The fleet of BMW 7-Series test cars will first be deployed in the United States and Europe, with the purpose of demonstrating “the significant advancements made by the three companies towards fully autonomous driving,” according to officials.
“We at BMW Group know that no one of us is smarter in all of these technologies than all of us,” said Klaus Fröhlich, a member of the Board of Management of BMW AG for Development during a press conference at the CES technology trade show in Las Vegas. “That’s why we collaborate with the best. The best in-class technology partners.”
The German automaker announced its partnership with the two tech companies in July with the intention of introducing autonomous vehicles to the market by 2021.
Israeli tech company Mobileye is seen as a leader in advanced driver assistance systems that are crucial for autonomous vehicles. Its EyeQ5 high-performance computer vision processor will be responsible for processing and interpretation of input from the 360-degree surround-view vision sensors as well as localization.
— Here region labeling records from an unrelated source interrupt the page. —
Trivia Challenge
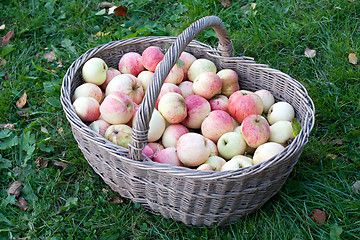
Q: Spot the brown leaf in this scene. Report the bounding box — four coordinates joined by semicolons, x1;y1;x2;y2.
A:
16;91;27;108
349;53;358;64
114;5;127;17
220;0;231;7
57;60;63;67
35;157;49;168
15;197;29;211
44;49;56;62
0;123;15;130
100;2;114;8
53;160;69;169
310;209;326;224
305;47;316;58
6;181;23;198
352;181;360;194
1;30;14;45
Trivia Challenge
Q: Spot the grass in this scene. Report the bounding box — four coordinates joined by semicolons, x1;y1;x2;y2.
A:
0;0;360;239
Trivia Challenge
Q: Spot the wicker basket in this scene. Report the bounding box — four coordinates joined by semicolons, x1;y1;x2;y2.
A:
61;16;314;226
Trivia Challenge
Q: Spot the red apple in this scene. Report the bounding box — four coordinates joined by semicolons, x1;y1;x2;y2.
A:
201;110;234;143
228;90;264;123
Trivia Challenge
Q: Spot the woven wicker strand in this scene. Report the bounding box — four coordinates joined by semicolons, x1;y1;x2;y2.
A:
61;17;315;226
129;16;233;161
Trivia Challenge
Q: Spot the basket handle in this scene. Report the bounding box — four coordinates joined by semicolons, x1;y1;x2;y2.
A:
129;16;234;161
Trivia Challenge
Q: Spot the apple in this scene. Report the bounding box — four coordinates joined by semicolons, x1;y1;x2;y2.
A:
267;102;295;125
105;74;144;104
205;138;219;157
100;67;121;91
81;57;108;86
141;145;154;159
220;155;252;171
176;132;210;167
196;163;215;171
187;58;217;82
89;119;110;137
137;71;154;92
73;97;100;122
105;124;132;148
254;89;275;113
181;95;211;129
233;126;256;154
269;121;294;146
253;142;285;165
209;94;229;112
100;92;134;124
217;69;240;97
72;83;103;103
141;46;164;72
193;72;222;100
179;52;196;80
228;90;264;123
204;156;226;171
201;110;234;143
155;83;182;109
119;52;145;77
178;81;195;98
161;124;189;148
241;114;270;148
158;92;187;124
132;109;166;142
153;147;183;166
217;132;246;160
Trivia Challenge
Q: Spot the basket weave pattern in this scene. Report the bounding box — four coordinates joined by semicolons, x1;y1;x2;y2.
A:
61;17;314;226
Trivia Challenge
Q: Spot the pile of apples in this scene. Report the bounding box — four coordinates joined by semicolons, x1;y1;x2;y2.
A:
72;46;295;171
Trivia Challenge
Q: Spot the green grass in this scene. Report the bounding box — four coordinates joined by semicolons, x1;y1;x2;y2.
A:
0;0;360;239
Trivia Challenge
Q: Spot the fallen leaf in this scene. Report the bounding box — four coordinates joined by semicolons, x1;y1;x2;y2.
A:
35;157;48;168
1;30;14;45
16;91;27;108
53;160;69;169
352;181;360;194
108;6;117;15
108;196;124;204
6;181;23;198
114;5;127;17
16;108;30;117
0;123;14;130
220;0;231;7
310;209;326;224
305;47;316;58
15;197;29;211
349;53;358;64
100;2;114;8
44;49;56;62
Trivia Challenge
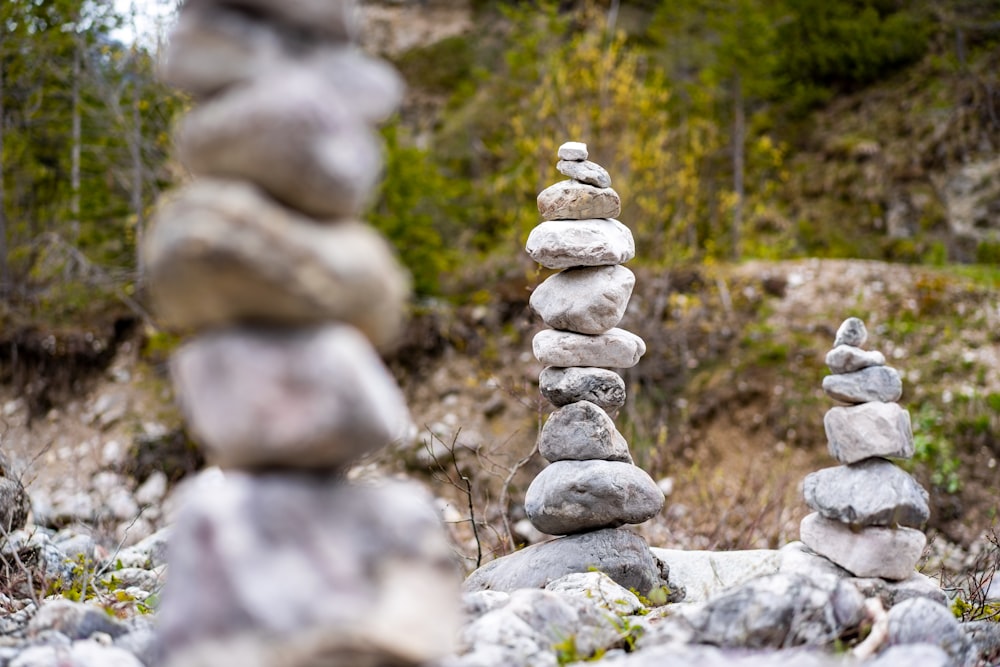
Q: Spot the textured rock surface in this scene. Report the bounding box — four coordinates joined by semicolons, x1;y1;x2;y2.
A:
538;366;625;410
144;179;409;346
799;512;927;581
524;461;664;535
463;528;667;595
538;401;632;463
823;402;913;463
538;180;622;220
530;265;635;334
160;472;458;667
525;218;635;269
802;458;930;527
171;325;410;468
531;328;646;368
823;366;903;403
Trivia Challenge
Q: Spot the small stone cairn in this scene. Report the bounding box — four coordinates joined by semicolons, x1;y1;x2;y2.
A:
525;142;664;535
800;317;929;580
144;0;458;667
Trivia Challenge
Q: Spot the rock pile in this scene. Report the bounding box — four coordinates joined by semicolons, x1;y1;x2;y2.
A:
144;0;458;667
524;142;664;535
800;317;929;580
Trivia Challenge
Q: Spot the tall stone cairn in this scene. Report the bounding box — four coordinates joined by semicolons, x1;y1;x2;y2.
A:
524;142;664;535
144;0;458;667
800;317;930;580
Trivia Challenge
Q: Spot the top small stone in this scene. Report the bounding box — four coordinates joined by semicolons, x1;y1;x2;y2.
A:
833;317;868;347
559;141;589;161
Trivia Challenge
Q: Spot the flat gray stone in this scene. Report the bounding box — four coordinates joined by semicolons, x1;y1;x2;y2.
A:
556;160;611;188
157;471;460;667
799;512;927;581
525;218;635;269
171;325;410;469
802;458;930;528
833;317;868;347
538;366;626;410
529;266;635;334
823;366;903;403
559;141;590;160
143;179;409;347
531;328;646;368
823;401;913;463
463;528;667;595
175;68;382;220
826;345;885;373
538;401;632;463
538;180;622;220
524;461;664;535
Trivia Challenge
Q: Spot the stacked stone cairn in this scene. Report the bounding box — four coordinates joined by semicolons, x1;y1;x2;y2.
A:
525;142;664;535
800;317;929;580
144;0;458;667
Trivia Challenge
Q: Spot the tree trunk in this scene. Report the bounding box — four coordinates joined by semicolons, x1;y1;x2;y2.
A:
731;72;746;260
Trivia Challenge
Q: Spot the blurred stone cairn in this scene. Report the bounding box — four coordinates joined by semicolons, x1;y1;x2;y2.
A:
144;0;459;667
465;142;666;595
800;317;929;580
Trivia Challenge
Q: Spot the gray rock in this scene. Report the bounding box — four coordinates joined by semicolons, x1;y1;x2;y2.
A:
530;266;635;334
531;328;646;368
463;528;667;595
556;160;611;188
538;366;625;410
887;598;975;665
161;6;404;123
184;0;360;42
525;218;635;269
170;325;410;468
175;68;382;220
823;366;903;403
799;512;927;581
833;317;868;347
538;401;632;463
802;458;930;527
826;345;885;373
559;141;590;160
524;461;664;535
823;401;913;463
144;179;409;347
538;180;622;220
159;472;459;667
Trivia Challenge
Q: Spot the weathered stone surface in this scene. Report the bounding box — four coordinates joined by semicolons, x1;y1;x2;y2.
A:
823;401;913;463
833;317;868;347
823;366;903;403
531;328;646;368
799;512;927;581
538;401;632;463
530;266;635;334
144;179;409;347
463;528;667;595
887;598;971;665
538;366;625;410
826;345;885;373
525;218;635;269
538;180;622;220
175;68;382;220
650;547;781;602
171;325;410;469
161;6;403;118
159;472;458;667
559;141;590;160
184;0;359;42
802;458;930;527
556;160;611;188
524;461;664;535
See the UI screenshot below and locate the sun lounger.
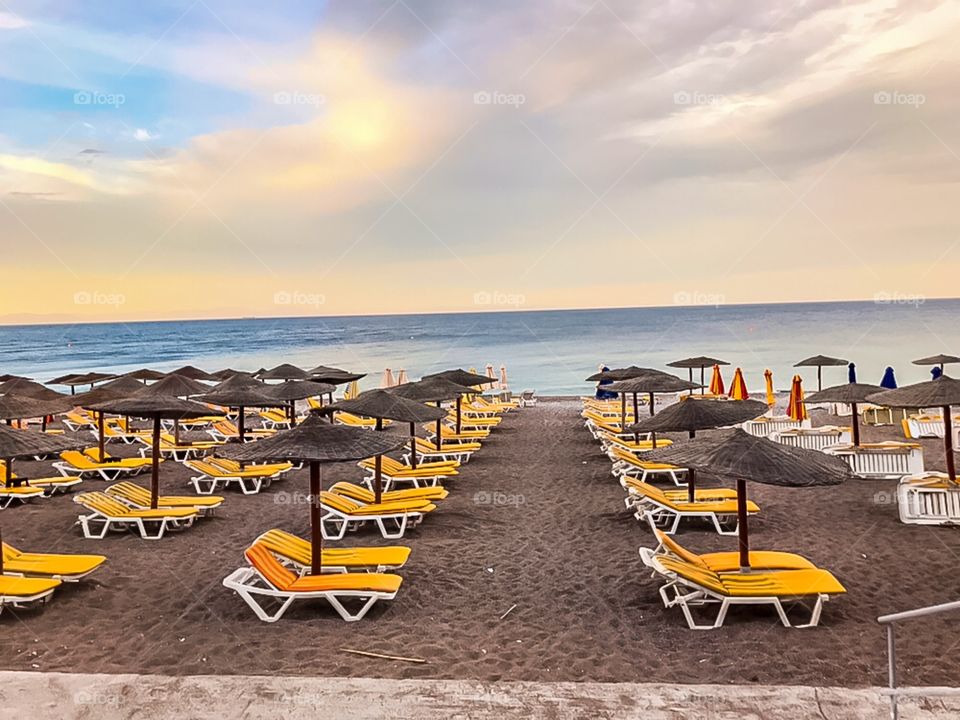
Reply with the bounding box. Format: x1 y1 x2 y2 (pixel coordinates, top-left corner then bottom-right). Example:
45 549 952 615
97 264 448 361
0 575 60 613
53 450 153 482
223 545 403 622
403 438 480 465
254 529 410 575
653 557 846 630
0 483 44 510
640 527 816 575
358 455 460 491
184 460 289 495
330 482 450 505
3 543 106 582
73 492 199 540
320 491 437 540
104 482 223 517
630 482 760 535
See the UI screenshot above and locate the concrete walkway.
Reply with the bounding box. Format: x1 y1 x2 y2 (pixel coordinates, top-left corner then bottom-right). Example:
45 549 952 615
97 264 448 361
0 672 960 720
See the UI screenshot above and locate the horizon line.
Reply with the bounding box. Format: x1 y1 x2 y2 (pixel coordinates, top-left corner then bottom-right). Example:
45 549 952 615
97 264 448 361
0 296 960 328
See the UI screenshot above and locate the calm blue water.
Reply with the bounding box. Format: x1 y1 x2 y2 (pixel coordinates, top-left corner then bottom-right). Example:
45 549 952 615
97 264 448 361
0 300 960 394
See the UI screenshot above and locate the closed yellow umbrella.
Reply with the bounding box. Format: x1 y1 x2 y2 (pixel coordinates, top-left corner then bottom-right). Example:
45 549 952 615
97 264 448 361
730 368 750 400
710 365 723 395
787 375 809 422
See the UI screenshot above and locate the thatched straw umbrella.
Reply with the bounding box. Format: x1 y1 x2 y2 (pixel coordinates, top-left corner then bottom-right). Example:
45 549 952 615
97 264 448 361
913 353 960 372
604 368 697 447
804 383 883 447
91 396 210 510
216 415 406 575
167 365 219 382
421 368 496 435
257 363 313 380
627 400 767 502
0 425 84 574
318 389 445 502
263 380 336 425
71 377 150 462
46 372 116 395
867 375 960 483
794 355 849 392
388 377 476 456
646 428 853 572
667 355 730 395
123 368 167 383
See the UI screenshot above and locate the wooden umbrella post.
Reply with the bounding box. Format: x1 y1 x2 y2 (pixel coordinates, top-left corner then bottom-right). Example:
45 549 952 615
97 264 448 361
940 405 957 483
150 414 160 510
737 480 750 572
410 423 417 470
373 418 383 505
97 410 105 462
850 403 860 447
310 460 323 575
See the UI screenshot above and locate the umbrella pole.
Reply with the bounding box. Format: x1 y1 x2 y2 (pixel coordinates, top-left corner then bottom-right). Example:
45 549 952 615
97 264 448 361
737 480 750 572
310 460 323 575
373 418 383 505
97 410 104 462
850 403 860 447
940 405 957 483
150 415 160 510
410 423 417 470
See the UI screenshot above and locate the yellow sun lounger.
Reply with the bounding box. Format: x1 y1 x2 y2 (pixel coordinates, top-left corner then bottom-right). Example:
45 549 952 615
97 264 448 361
53 450 153 482
3 543 106 582
73 493 199 540
104 482 223 517
330 482 450 505
223 545 403 622
0 575 60 613
640 529 816 575
320 491 437 540
654 557 846 630
630 481 760 535
184 460 289 495
0 483 43 510
254 529 410 575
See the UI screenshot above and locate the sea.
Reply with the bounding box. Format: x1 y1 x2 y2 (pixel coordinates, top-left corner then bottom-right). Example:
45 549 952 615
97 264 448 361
0 298 960 395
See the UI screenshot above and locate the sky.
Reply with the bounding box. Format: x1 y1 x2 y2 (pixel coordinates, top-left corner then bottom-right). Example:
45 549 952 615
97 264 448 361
0 0 960 323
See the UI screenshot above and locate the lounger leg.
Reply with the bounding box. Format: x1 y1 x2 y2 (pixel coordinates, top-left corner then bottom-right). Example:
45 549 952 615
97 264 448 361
327 595 377 622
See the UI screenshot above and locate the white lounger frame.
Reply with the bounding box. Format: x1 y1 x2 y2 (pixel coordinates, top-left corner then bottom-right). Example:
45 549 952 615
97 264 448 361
223 568 397 622
320 500 423 540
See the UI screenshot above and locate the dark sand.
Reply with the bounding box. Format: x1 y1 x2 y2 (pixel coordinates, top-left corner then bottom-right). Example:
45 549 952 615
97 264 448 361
0 401 960 686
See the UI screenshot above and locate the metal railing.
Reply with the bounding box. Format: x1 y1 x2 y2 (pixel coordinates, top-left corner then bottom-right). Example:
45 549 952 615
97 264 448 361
877 601 960 720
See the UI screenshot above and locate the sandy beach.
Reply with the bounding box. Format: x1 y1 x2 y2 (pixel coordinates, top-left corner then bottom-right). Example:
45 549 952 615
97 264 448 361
0 399 960 687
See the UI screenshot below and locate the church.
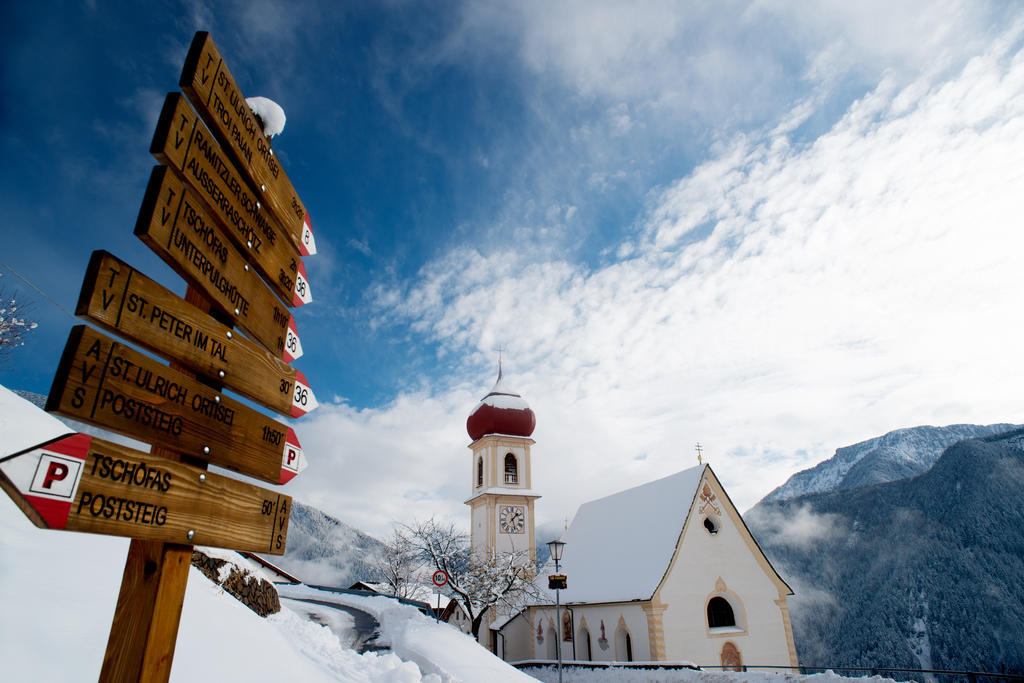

Tech giant Intel has rapidly been increasing its presence in the automotive industry as a chip and software processing expert, and will do the same for the partnership with its newly launched GO processor solution for autonomous driving.
“We have this end-to-end system defined as a team,” said Intel CEO Brian Krzanich. “I think it’s a very compelling answer.”
The companies said the partnership is meant to be an open-platform, scalable network that other companies can join and use.
“What sets us apart is that we are inclusive. Rather than trying to set us apart from the world. We tell the world to come join us,” said Mobileye Cofounder, Chairman and CTO Professor Amnon Shashua. “There’s lots to be gained by sharing data, sharing resources.”
BMW is the latest to announce or launch a test fleet of autonomous vehicles with the goal of offering driverless vehicles to the public by 2021 or sooner.
General Motors Co. has been testing a fleet of more than 40 autonomous Bolt EVs in San Francisco and Scottsdale, Arizona. It recently announced plans to immediately begin testing self-driving Chevrolet Bolt EVs on public roads in Michigan and will build the next-generation autonomous Bolt EV at its Orion Assembly Plant.
The Detroit-based automaker acquired Cruise Automation, a San Francisco autonomous vehicle software startup, earlier this year. The teams have been working together to quicken GM’s eventual deployment of self-driving cars.
Ford Motor Co. announced last year it wants to have a fully driverless car without steering wheel or pedals on the road by 2021. It has been testing self-driving Fusion hybrids on Michigan roads since July 2015, with safety drivers, and has tested in the winter at MCity in Ann Arbor.
The Dearborn-based automaker announced prior to CES that it will debut its second-generation of autonomous Ford Fusions in Las Vegas. The automaker recently completed 20 upgraded Ford Fusion Hybrid autonomous development vehicles to add to its fleet of 10 vehicles that debuted in 2013, with plans to add 60 more by the end of 2017.
Toyota Motor Corp. in April said it will collaborate with the University of Michigan to create a major autonomous vehicle research base in Ann Arbor as part of its $1 billion Toyota Research Institute in California.
The Japanese automaker already has been testing autonomous vehicle technology at its Toyota Technical Center in Ann Arbor for more than a decade. A group of about 15 workers from the TTC will transfer to the new Ann Arbor facility when it opens, Toyota said.
Others such as Volvo Group, Hyundai Motor Co. and others have launched or announced partnerships for launching fleets of autonomous vehicles.